MARTIN v. SUPERINTENDENT
ORDER - The undisputed record reflects that the petitioner failed to timely exhaust his available administrative remedies before filing this action, the respondent's unopposed motion to dismiss [Dkt. 12 ] must be GRANTED. Judgment consistent with this Entry shall now issue. Signed by Judge Sarah Evans Barker on 2/28/2017. Copy Mailed. (JD)

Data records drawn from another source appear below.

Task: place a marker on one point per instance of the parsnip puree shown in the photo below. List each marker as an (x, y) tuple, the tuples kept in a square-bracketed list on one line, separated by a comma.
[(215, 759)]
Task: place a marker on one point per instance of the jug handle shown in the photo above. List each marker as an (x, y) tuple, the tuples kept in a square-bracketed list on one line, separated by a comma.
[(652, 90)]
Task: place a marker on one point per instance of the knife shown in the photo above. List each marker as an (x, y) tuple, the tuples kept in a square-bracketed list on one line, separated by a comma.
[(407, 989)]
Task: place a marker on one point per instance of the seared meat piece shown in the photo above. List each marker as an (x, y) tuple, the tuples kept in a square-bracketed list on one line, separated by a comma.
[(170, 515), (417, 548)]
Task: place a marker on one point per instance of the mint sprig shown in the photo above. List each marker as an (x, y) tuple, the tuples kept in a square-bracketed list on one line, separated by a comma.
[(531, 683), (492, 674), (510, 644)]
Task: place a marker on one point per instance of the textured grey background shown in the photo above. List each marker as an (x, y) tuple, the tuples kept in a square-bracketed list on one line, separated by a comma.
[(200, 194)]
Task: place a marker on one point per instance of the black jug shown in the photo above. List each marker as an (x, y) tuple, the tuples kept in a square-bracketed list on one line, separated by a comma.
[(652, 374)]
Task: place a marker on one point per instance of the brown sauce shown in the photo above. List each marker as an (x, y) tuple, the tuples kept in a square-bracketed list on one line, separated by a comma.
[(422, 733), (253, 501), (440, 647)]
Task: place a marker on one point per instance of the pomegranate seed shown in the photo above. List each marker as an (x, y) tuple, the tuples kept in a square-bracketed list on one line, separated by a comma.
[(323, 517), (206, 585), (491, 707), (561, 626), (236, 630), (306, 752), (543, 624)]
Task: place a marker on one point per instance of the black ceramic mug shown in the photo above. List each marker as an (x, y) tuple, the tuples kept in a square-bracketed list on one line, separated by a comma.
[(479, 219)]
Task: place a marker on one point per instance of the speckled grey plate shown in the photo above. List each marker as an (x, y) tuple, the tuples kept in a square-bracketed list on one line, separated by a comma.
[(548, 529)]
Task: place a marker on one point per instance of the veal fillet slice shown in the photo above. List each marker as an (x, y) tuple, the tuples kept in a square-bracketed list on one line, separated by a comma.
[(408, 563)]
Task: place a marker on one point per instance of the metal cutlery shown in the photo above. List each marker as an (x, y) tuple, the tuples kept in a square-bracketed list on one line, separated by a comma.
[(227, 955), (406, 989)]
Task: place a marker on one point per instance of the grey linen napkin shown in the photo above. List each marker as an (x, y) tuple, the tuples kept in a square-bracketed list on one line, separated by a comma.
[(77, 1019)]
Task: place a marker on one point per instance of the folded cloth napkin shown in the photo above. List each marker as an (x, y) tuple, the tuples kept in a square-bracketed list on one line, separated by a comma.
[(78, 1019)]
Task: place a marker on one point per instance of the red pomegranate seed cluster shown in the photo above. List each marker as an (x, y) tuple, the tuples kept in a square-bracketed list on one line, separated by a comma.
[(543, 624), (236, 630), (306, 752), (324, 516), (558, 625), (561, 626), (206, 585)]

UNITED STATES DISTRICT COURT
SOUTHERN DISTRICT OF INDIANA
SUPERINTENDENT, New Castle
Entry Granting Respondent’s Motion to Dismiss
and Directing Entry of Final Judgment
In this habeas action, petitioner Antonio Martin challenges a prison disciplinary
conviction for refusal to participate in mandatory programming, case No. NCF 15-10-0241. The
petitioner was found guilty on October 29, 2015, and a sanction of a suspended demotion from
credit class I to III was imposed.
The respondent seeks the dismissal of this action on the grounds that the petitioner failed
to exhaust his administrative appeals process. In Indiana, only the issues raised in a timely appeal
to the Facility Head and then to the Indiana Department of Correction Appeals Review Officer or
Final Reviewing Authority may be raised in a subsequent petition for writ of habeas corpus. See
28 U.S.C. § 2254(b)(1)(A); Eads v. Hanks, 280 F.3d 728, 729 (7th Cir. 2002); Moffat v. Broyles,
288 F.3d 978, 981 (7th Cir. 2002). The respondent argues that the petitioner failed to timely
complete the administrative appeals process, and because the time to complete the administrative
appeals process has passed, no relief can be given under federal habeas corpus review.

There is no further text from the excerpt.